I dare say, you will have greater hope for today and the future, and you will see amazing things.


Detached, Isolated or Alone

February 27, 2022

Midweek Study with Pastor Edith

Matthew 28:16-20

I have been challenged and blessed to be around a lot of people. Lately many of these dear ones of God have been dealing with the effects of feeling detached, isolated or alone. Some are angry with family and friends, some feel deserted. I recently talked with a friend whom I’ve known for nearly 40 years who struggles with depression, and I never knew it, she seems so strong and independent. I’ve been ministering with several families who are grieving the loss of a loved one, and praying with and for families who are fearful they might be grieving loss soon. I listened to a dear one who feels hurt deeply by a family member, and I often feel ashamed that I don’t do more, or at least present Christ more fully in these situations. I hear the words “I’m so tired of all of this” over and over again. Here is where I know to turn to God and His word for strength and wisdom. I also have access to great teaching by Bible scholars who inspire me to keep going. I pray you will be inspired too as you read on.

This week’s scripture passage may be very familiar to you; “Then the eleven disciples went to Galilee, to the mountain where Jesus had told them to go. When they saw him, they worshiped him; but dome doubted. Then Jesus came to them and said, ’All authority in heaven and on earth has been given to me. Therefore, go and make disciples of all nations, baptizing them in the name of the Father and of the Son and of the Holy Spirit, and teaching them to obey everything I have commanded you. And surely I am with you always, to the very end of the age” (Matthew 28:16-20).
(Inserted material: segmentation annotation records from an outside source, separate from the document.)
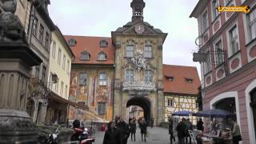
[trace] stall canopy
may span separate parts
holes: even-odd
[[[229,117],[234,114],[229,111],[220,109],[210,109],[196,113],[198,117]]]
[[[173,113],[172,115],[178,115],[178,116],[190,116],[190,115],[194,115],[194,113],[192,111],[177,111],[175,113]]]

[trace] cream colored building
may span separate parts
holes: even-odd
[[[55,30],[52,32],[49,57],[47,86],[51,92],[48,96],[47,110],[44,118],[46,125],[55,122],[65,124],[67,121],[70,106],[67,99],[70,90],[71,61],[74,58],[74,56],[62,32],[55,26]]]
[[[52,32],[50,44],[48,87],[65,99],[68,99],[71,62],[74,57],[62,32],[56,26],[55,30]],[[53,74],[58,76],[57,83],[54,83],[51,79]]]

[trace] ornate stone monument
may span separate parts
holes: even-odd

As with all scripture, I believe that every time you read, ponder, even memorize it, God offers a new insight. Here is one I received through the teaching of Steven P. Easton. He focuses on the gift and power of the Holy Trinity in our passage for today. Easton references Shirley Guthrie’s book Christian Doctrine; “Shirley Guthrie writes; ‘The same God who is God over us as God the Father and Creator, and God with and for us as the incarnate Word and Son, is also God in and among us as God the Holy Spirit’.

You cannot go out into the world, according to Jesus, without all of that. We are immersed (or sprinkled) into the whole being of God, whether we understand it or not. We are not powerless in the world; we are not disconnected from the omnipotent God as creator, or from the redeeming work of God in human flesh, or from the very presence of that same God in the Holy Spirit, who dwells within us and among us and sometimes outside of us. That is a tremendous gift to celebrate for those who are feeling detached, isolated, alone, angry, deserted, depressed, grieving, hopeless, fearful, anxious, wounded, ashamed, and tired” (From: Feasting on The Word, year A, Volume 3, 2011, pg.46).